The pact will will also see Australia acquire its first fleet of nuclear-powered submarines.
The first priority of the “next generation” partnership will be to deliver a nuclear-powered submarine fleet, Prime Minister Scott Morrison confirmed in a joint virtual media conference with US President Joe Biden and UK Prime Minister Boris Johnson.
The fleet will be built in Adelaide, with the new AUKUS partnership to determine the way forward in the next 18 months.
While Australia’s new submarine fleet will be nuclear powered, they will not be armed with nuclear weapons.
The move is expected to see Australia scrap a $90 billion deal with French submarine maker Naval Group struck in 2016.
Mr Morrison said Australia was not seeking to acquire nuclear weapons or develop a civil nuclear capability.
Mr Morrison said AUKUS was a response to an increasingly “complex” Indo-Pacific.
“This affects us all,” he said.
“The future of the Indo-Pacific will impact all our futures.
“To meet these challenges, to help deliver the security and stability our region needs, we must now take our partnership to a new level.”
Mr Morrison did not directly mention the Chinese government in his comments.
“This will be one of the most complex and technically demanding projects in the world,” Mr Johnson said.
“Lasting for decades and requiring the most advanced technology.”
Mr Johnson said Australia was a “kindred nation” to the UK.
He said the decision to acquire nuclear submarines, which only a handful of countries possessed, was a “momentous decision”.
All three leaders hailed the strength of the Australia-US-UK alliance.
Mr Morrison said the three nations saw the world through a “similar lens”
“We have always believed in a world that favours freedom, that respects human dignity, the rule of law, the independence of sovereign states and the peaceful fellowship of nations,” he said.
“And while we’ve always looked to each other to do what we believe is right, we have never left each other.”
He labelled Mr Johnson and Mr Biden “great friends of freedom”.
Mr Johnson said AUKUS was a “new chapter” of the countries’ existing friendship.
“The UK, Australia and the US will be joined even more closely together, reflecting the measure of trust between us, the depths of our friendship and the enduring strength of our shared values of freedom and democracy,” he said.
“Australia is one of our oldest friends, a kindred nation and a fellow democracy and a natural partner in this enterprise.”
Mr Biden said the three nations had fought together for “more than a century”.
“This is about investing in our greatest source of strength, our alliances, and updating them and to better meet the threats of today and tomorrow,” he said.
“It’s about connecting America’s existing allies and partners in new ways and amplifying our ability to collaborate, recognising there is no reasonable divide separating the interests of our Atlantic and Pacific partners.”
FULL STATEMENT FROM JOINT LEADERS
As leaders of Australia, the United Kingdom, and the United States, guided by our enduring ideals and shared commitment to the international rules-based order, we resolve to deepen diplomatic, security, and defense cooperation in the Indo-Pacific region, including by working with partners, to meet the challenges of the twenty-first century.
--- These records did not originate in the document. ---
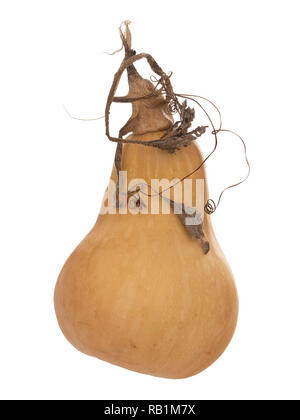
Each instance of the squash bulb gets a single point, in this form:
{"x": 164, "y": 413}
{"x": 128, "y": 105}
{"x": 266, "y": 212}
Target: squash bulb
{"x": 138, "y": 291}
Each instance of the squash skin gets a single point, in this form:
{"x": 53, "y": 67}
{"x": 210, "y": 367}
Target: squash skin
{"x": 138, "y": 291}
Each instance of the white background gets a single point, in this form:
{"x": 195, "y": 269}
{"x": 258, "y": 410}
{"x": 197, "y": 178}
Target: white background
{"x": 242, "y": 54}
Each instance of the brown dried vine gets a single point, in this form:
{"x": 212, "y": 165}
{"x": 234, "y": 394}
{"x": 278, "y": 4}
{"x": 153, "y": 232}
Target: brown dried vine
{"x": 175, "y": 137}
As part of this effort, we are announcing the creation of an enhanced trilateral security partnership called “AUKUS” — Australia, the United Kingdom, and the United States.
Through AUKUS, our governments will strengthen the ability of each to support our security and defense interests, building on our longstanding and ongoing bilateral ties. We will promote deeper information and technology sharing. We will foster deeper integration of security and defense-related science, technology, industrial bases, and supply chains. And in particular, we will significantly deepen cooperation on a range of security and defense capabilities.
As the first initiative under AUKUS, recognizing our common tradition as maritime democracies, we commit to a shared ambition to support Australia in acquiring nuclear-powered submarines for the Royal Australian Navy. Today, we embark on a trilateral effort of 18 months to seek an optimal pathway to deliver this capability. We will leverage expertise from the United States and the United Kingdom, building on the two countries’ submarine programs to bring an Australian capability into service at the earliest achievable date.
The development of Australia’s nuclear-powered submarines would be a joint endeavour between the three nations, with a focus on interoperability, commonality, and mutual benefit. Australia is committed to adhering to the highest standards for safeguards, transparency, verification, and accountancy measures to ensure the non-proliferation, safety, and security of nuclear material and technology. Australia remains committed to fulfilling all of its obligations as a non-nuclear weapons state, including with the International Atomic Energy Agency. Our three nations are deeply committed to upholding our leadership on global non-proliferation.
Recognizing our deep defense ties, built over decades, today we also embark on further trilateral collaboration under AUKUS to enhance our joint capabilities and interoperability. These initial efforts will focus on cyber capabilities, artificial intelligence, quantum technologies, and additional undersea capabilities.
The endeavour we launch today will help sustain peace and stability in the Indo-Pacific region. For more than 70 years, Australia, the United Kingdom, and the United States, have worked together, along with other important allies and partners, to protect our shared values and promote security and prosperity. Today, with the formation of AUKUS, we recommit ourselves to this vision.